Paço das Artes abre Temporada de Projetos 2026
Mostra gratuita reúne três projetos artísticos e um de curadoria, com temas como ancestralidade, identidade, gênero e migração.
O Paço das Artes abre, em 16 de junho, a 30ª edição da Temporada de Projetos, um dos programas mais tradicionais de incentivo a artistas emergentes no Brasil. A exposição tem entrada gratuita e reúne, em 2026, três projetos artísticos e um projeto de curadoria.
Uma vitrine para novas vozes da arte contemporânea
Criada em 1996, a Temporada de Projetos se consolidou como um espaço importante para a arte contemporânea brasileira, ao dar visibilidade a produções artísticas e curatoriais em início de trajetória. Nesta edição, a seleção foi feita por júri formado por Alexandre Sequeira, Lívia Aquino, Cecília Bedê e Renato De Cara, curador do Paço das Artes.
Segundo De Cara, a edição de 2026 apresenta trabalhos que abordam “ancestralidade, identidade e gênero” em diferentes linguagens e suportes, ampliando a leitura sobre pautas urgentes do presente.

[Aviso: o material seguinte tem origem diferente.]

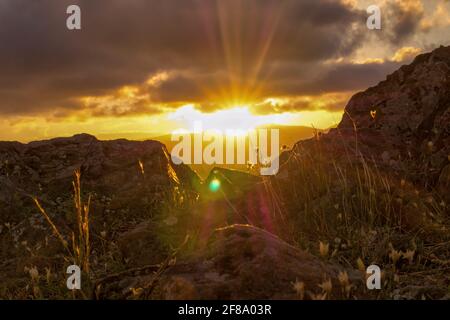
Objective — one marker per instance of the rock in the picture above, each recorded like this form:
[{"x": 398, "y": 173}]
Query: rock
[
  {"x": 412, "y": 115},
  {"x": 129, "y": 182},
  {"x": 403, "y": 123},
  {"x": 245, "y": 262}
]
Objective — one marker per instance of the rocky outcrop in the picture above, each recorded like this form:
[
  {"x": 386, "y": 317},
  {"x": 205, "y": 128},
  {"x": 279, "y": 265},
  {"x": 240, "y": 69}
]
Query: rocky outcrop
[
  {"x": 244, "y": 262},
  {"x": 403, "y": 123},
  {"x": 128, "y": 181}
]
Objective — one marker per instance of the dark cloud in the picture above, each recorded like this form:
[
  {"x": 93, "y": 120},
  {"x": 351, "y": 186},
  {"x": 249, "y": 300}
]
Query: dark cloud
[
  {"x": 217, "y": 49},
  {"x": 402, "y": 20}
]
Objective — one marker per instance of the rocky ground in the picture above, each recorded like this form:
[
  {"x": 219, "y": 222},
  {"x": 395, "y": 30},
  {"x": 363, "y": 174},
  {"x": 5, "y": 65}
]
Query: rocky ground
[{"x": 375, "y": 190}]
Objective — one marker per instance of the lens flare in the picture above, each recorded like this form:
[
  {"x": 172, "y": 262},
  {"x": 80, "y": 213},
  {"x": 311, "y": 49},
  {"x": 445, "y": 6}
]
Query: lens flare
[{"x": 214, "y": 185}]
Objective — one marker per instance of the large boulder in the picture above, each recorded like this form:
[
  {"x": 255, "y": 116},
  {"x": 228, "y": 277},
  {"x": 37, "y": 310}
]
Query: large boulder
[
  {"x": 403, "y": 123},
  {"x": 128, "y": 181}
]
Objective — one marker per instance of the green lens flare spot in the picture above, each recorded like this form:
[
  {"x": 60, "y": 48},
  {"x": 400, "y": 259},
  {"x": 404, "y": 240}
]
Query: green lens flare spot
[{"x": 214, "y": 185}]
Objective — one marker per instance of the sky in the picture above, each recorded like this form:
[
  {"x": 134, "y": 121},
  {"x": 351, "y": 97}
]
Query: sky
[{"x": 149, "y": 67}]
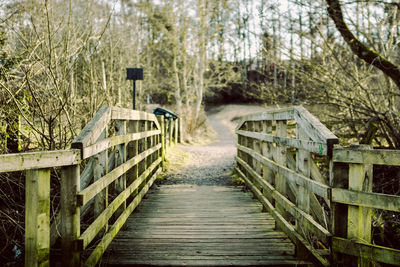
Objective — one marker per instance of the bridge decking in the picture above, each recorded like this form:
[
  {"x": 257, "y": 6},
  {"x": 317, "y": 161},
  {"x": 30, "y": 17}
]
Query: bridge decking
[{"x": 189, "y": 225}]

O que o público vai encontrar na mostra
Entre os projetos selecionados está Estudos sobre ossos, de Juniara Albuquerque, com acompanhamento crítico de Lucas Dilacerda. A pesquisa parte do uso de ossos de animais para criar esculturas que transitam entre o natural e o industrial, entre o corpo orgânico e o corpo técnico. As obras serão exibidas suspensas por correntes, criando uma atmosfera de leveza e tensão.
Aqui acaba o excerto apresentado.